Um... what is this?
HopeGrows
Veteran
Joined: 5 Nov 2009
Age: 52
Gender: Female
Posts: 1,565
Location: In exactly the right place at exactly the right time.
CMaximus wrote:
Really, this input has all been great. Coffee and all that's fine, but are there any major disaster-zones associated with simply asking 'I'm confused and am curious what your intentions for me are.'? This seems like the most succinct way all-around. However, I acknowledge this assumption sounds too good to be true or not have been tried before. On the other hand, if she's the type of woman who would answer me this way, then I suppose that's pretty good either way, and if she isn't... it's sort of like a test, you know?

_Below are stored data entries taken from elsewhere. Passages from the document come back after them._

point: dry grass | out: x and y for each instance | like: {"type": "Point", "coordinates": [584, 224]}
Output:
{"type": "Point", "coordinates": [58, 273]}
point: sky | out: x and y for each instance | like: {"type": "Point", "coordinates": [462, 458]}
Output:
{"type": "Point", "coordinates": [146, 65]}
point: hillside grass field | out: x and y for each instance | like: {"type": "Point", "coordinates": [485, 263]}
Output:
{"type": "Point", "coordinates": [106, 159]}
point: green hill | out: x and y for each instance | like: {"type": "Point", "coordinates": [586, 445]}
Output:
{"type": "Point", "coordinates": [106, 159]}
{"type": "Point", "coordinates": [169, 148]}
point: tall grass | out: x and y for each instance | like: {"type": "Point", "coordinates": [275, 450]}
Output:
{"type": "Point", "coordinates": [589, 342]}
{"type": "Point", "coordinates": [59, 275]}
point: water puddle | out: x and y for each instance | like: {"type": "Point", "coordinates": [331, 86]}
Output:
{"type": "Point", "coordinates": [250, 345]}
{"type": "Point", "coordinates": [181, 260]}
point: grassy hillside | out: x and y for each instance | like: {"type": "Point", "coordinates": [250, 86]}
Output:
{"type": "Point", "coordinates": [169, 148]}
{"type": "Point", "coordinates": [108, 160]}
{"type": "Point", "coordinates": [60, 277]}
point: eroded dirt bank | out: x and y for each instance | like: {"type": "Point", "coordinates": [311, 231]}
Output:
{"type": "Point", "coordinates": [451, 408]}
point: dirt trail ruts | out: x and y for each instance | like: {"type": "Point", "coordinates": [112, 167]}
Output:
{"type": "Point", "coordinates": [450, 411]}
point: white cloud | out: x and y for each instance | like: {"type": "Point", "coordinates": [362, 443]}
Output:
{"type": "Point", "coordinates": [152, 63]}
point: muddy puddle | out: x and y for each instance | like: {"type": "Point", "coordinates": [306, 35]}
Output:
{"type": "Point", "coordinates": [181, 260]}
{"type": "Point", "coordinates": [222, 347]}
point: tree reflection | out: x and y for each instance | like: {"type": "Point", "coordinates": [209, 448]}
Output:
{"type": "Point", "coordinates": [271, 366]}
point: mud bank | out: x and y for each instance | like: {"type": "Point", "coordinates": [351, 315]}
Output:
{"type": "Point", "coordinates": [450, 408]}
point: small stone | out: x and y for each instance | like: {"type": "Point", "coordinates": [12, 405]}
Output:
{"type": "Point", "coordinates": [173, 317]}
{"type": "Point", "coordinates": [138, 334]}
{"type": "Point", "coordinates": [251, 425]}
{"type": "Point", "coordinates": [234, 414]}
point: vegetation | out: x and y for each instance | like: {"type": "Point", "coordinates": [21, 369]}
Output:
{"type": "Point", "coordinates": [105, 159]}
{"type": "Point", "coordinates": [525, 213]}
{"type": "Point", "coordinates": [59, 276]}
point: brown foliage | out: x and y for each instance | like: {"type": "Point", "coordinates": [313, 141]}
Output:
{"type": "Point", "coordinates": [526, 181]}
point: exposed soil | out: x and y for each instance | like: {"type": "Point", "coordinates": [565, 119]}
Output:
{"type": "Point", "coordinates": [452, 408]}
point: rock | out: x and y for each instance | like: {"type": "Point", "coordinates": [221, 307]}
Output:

I completely understand why it seems like asking the "what are your intentions" question would be the best approach. It's straightforward, hard to misinterpret, and should evoke a direct answer. But here's an explanation of why I wouldn't ask that question. Typically women don't pursue men - in a direct way. That's why these ladies you've encountered - at least one of whom seems to have been doing some serious flirting - don't just ask you out. I know it would make life easier if we did - and some women actually do - but the overwhelming majority of women just won't ask a man out. And to have a man - to whom you've been sending some serious signals - suddenly ask you to clarify your intentions....the result is that the woman will likely be embarrassed. She'll figure that if you've noticed the flirting - and you're interested - you'll ask her out. If you instead ask what her intentions are, she is probably going to react defensively - because from her perspective, she's made her intentions quite clear. That embarrassment may just lead her to deny that she had any intentions toward you, leaving her hurt and humiliated and you bewildered and doubting your own judgment.
Sorry, kiddo - I advise you to "play the game" and ask her to join you for a cup of coffee (or whatever). If she says yes, that's a good sign. If coffee goes well, ask her to dinner. Good luck.